Et pourtant, malgré tant d'efforts, le but n'est atteint nulle
part: au Congo, où l'on coupait les mains des nègres, pas plus
qu'en Angola où, tout récemment, on trouait les lèvres des mécontents
pour les fermer par des cadenasi Et je ne prétends pas qu'il soit
impossible de changer un homme en bête: je dis qu'on n'y parvient
pas sans l'affaiblir considérablement; les coups ne suffisent
jamais, il faut forcer sur la dénutrition. C'est l'ennui, avec
la servitude: quand on domestique un membre de notre espèce, on
diminue son rendement et, si peu qu'on lui donne, un homme de
basse-cour finit par coûter plus qu'il ne rapporte. Par cette
raison les colons sont obligés d'arrêter le dressage à la mitemps:
le résultat, ni homme ni bête, c'est l'indigène. Battu, sous-alimenté,
malade, apeuré, mais jusqu'à un certain point seulement, il a,
jaune, noir ou blanc, toujours les mêmes
traits de caractère : c'est un paresseux, sournois et voleur,
qui vit de rien et ne connaît que la force.

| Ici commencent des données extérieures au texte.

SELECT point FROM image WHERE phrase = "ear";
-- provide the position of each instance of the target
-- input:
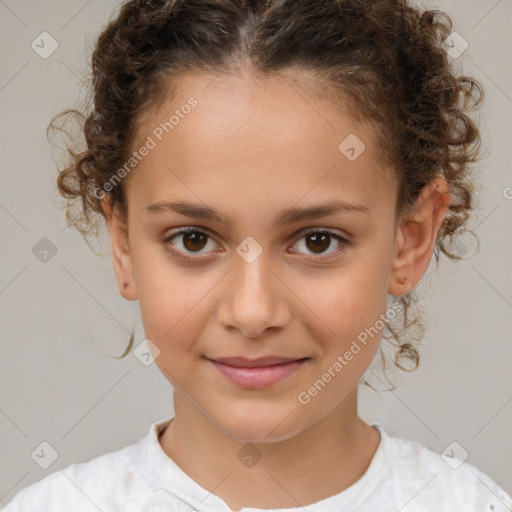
(121, 256)
(416, 237)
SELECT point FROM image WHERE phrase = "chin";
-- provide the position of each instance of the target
(253, 426)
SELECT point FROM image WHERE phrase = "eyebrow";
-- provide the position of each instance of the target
(288, 216)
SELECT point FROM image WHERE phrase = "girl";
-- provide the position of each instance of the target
(271, 172)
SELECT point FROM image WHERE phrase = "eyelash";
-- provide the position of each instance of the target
(344, 243)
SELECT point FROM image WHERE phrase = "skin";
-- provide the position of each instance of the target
(248, 150)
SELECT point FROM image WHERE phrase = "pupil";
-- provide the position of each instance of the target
(319, 242)
(189, 239)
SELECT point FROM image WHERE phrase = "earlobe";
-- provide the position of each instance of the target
(121, 255)
(416, 237)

Pauvre colon : voilà sa contradiction mise à nu. Il devrait, comme
fait, dit-on, le génie, tuer ceux qu'il pille. Or cela n'est pas
possible: ne faut-il pas aussi qu'il les exploite? Faute de pousser
le massacre jusqu'au génocide, et la servitude jusqu'à l'abêtissement,
il perd les pédales, l'opération se renverse, une implacable logique
la mènera jusqu'à la décolonisation.
Pas tout de suite. D'abord l'Européen règne. il a déjà perdu mais
ne s'en aperçoit pas; il ne sait pas encore que les indigènes
sont de faux indigènes: il leur fait du mal, à l'entendre, pour
détruire ou pour refouler le mal qu'ils ont en eux; au bout de
trois générations, leurs pernicieux instincts ne renaîtront plus.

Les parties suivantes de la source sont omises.